Wow, this is a really great post! So much, in fact, that I feel the need to break it down. In what follows I only focus on the first part of the interview: understanding AI ethics (more or less the first four questions).

This formulation reminded me of medicine. Clinical doctors are not scientists: they have a different lineage. Their commitment is not to vanquishing the ilness, but to the well-being of the patient. This entails navigating the exact same trade-offs that Zimmermann talks about here. You see this very well in the COVID-19 debate: epidemiologists tend to be closer to the science side of things. They build and interpret models, do statistics and so on. Their recommendations optimize for indicators like caseload, hospitalizations and so on. Infectivologists are closer to clinical practice, and they tend to strike a balance across many different factors, some of them having nothing to do with medicine and health. I was very impressed by an interview with Johan Giesecke (thanks @hugi for sharing it), who started out as an infectivologist and ended up becoming Sweden’s main epidemiologist. He talks a lot about democracy and economic well-being, you can hear him navigate the tradeoffs as he speaks.

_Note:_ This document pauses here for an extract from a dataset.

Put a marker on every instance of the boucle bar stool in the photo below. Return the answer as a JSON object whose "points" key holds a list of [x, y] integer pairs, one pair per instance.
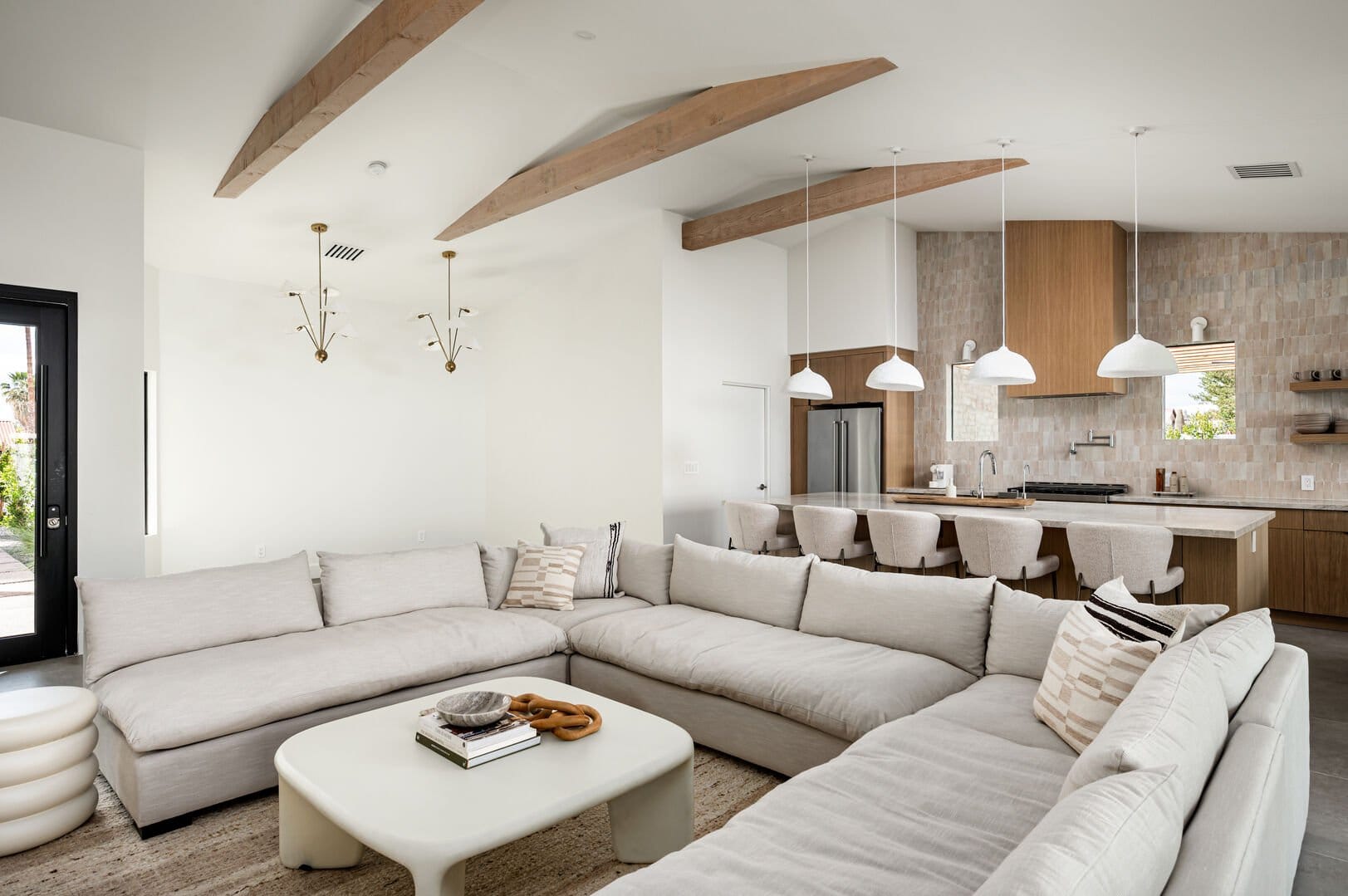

The parallel with medicine is also interesting in that clinical doctors consider “evidence” things that are very different from the “evidence” of their research colleagues. This is fundamental: medical research deals in statistics. It tells you that, in the trial of new drug X, 70% of the people in the treatment group experienced a body weight loss of 3% or more, against only 24% in the control group. What it does not tell you is if drug X will help this patient in particular, right now, get better. @markomanka once told him that technologists treat medicine as if it consisted only of diagnosis: once you get the diagnosis right, the treatment protocol follows. This is completely false (“my diabetes is not like your diabetes”). What’s more, it will always be false, because human health is so multidimensional that statistical reasoning can never “see” the individual case. You would need clinical trials with the whole human population!

And this bring me to the topic, dear to me, of data.

This is true. “Data” are translations of messy reality into a formal structure, operated by biased, overworked, careless, unreliable humans. And that is in the best case scenario. We, however do not live in the best case scenario: we live in a scenario where major governments will tell you, with a straight face, things like “today we report 325 COVID-19 deaths. Of these, 87 happened yesterday in the country’s hospitals; 238 happened in retirement homes, between yesterday and last Tuesday, sorry, there were delays in collecting the data. Ah, and of the people that died in the retirement homes 37% tested positive for COVID, we did not test the others”.

In a situation like this, you do not “crunch” the data. You circle them like you would do with a dangerous quicksand pit. You poke at them with a stick, assume they are unreliable and try to determine how unreliable they are. What you don’t do is feed them to a model, happily publish the result (with the obligatory sprinkling of dubitative expressions) and then protest “but these are the only data we have!” when called out.

Sure. But ML does optimize. If it does not optimize, it’s not ML.

Intuitively, I do not see how narrow AI could be a credible candidate method for making decisions. It can be a way to process information – in medicine, to diagnose. But when it comes to the nit and grit… I don’t know, I guess I am in the skeptics’ camp.